Open nmichlo opened 3 years ago

nmichlo commented 3 years ago

Feature Request

Would is be possible to support python scalars?

eg.

num_float = ep.astensor(1.0)
num_int = ep.astensor(42)

Why?

This would be helpful for implementing generic functions, for example:

def get_kernel_size(sigma=1.0, trunc=4.0):
    sigma, trunc = ep.astensors(sigma, trunc)
    radius = (sigma * trunc + 0.5).astype(int)
    return (2 * radius + 1).raw

This could be called with default values as well as tensors.
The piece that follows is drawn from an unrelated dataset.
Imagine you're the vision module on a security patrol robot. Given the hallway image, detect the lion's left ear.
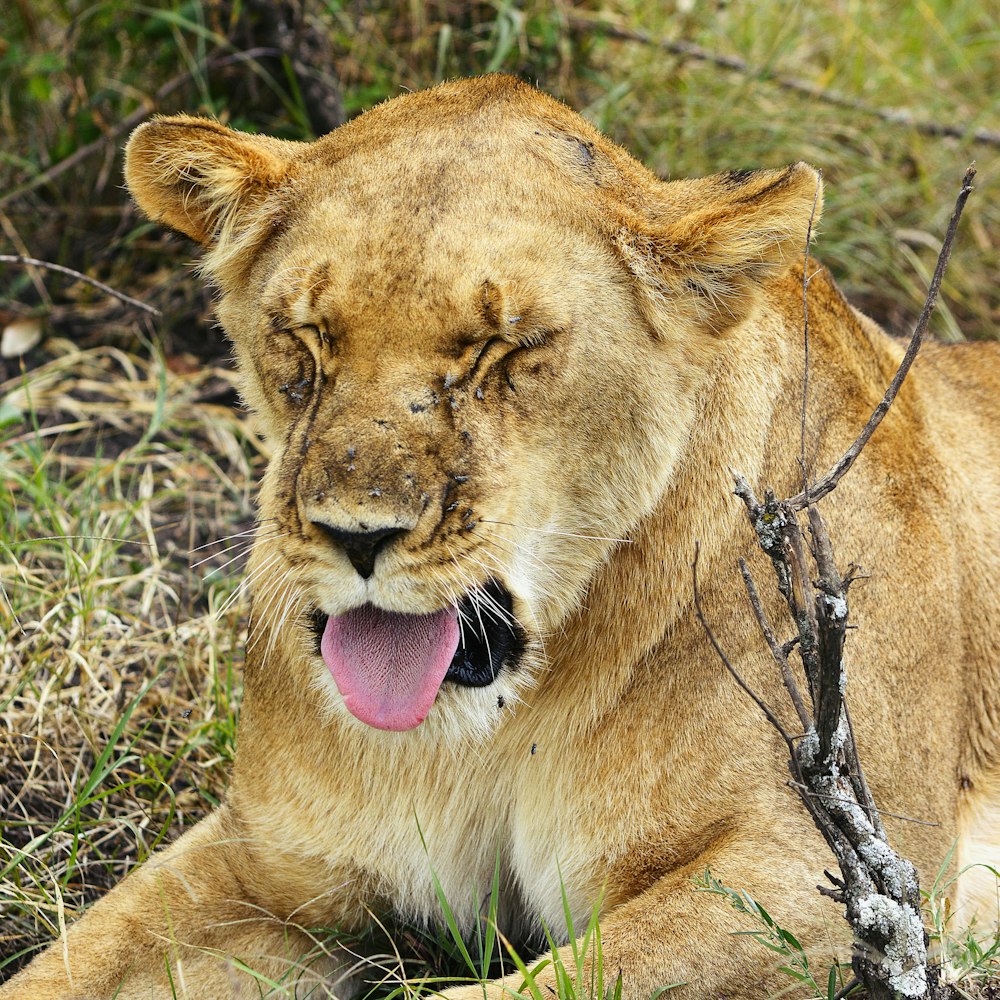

t_sigma = torch.abs(torch.randn(10))
n_trunc = np.abs(np.random.randn(10))

get_kernel_size(sigma=1.0, trunc=4.0)
get_kernel_size(sigma=t_sigma, trunc=4.0)
get_kernel_size(sigma=1.0, trunc=n_trunc)
jonasrauber commented 3 years ago

Nice example. I see why this can be useful. It might be possible to add a simple wrapper class for python scalars that automatically gets unwrapped when it interacts with any tensor.

nmichlo commented 3 years ago

That sounds ideal.

I am not sure about the internals of the library, but I imagine this could have implications for the various helper methods and functions? I am not sure how these would or could be handled, or if it would result in any special cases?

jonasrauber commented 3 years ago

Yes, I think there are quite a few cases to consider and some corner cases might be challenging, but it should be doable.

For now, this workaround should be fine (if you assume that always at least one of the arguments is a tensor):

def get_kernel_size(sigma=1.0, trunc=4.0):
    if isinstance(sigma, int) or isinstance(sigma, float):
        trunc = ep.astensor(trunc)
        sigma = ep.zeros(trunc, ()) + sigma
    elif isinstance(trunc, int) or isinstance(trunc, float):
        sigma = ep.astensor(sigma)
        trunc = ep.zeros(sigma, ()) + trunc
    else:
        sigma, trunc = ep.astensors(sigma, trunc)
    radius = (sigma * trunc + 0.5).astype(int)
    return (2 * radius + 1).raw

(I didn't test this)

You can introduce helper functions to simplify it further.

In fact, we could actually integrate all of the above into ep.astensors. It works as long as one of the arguments as actually a tensor (i.e., not all of them can be ints and floats).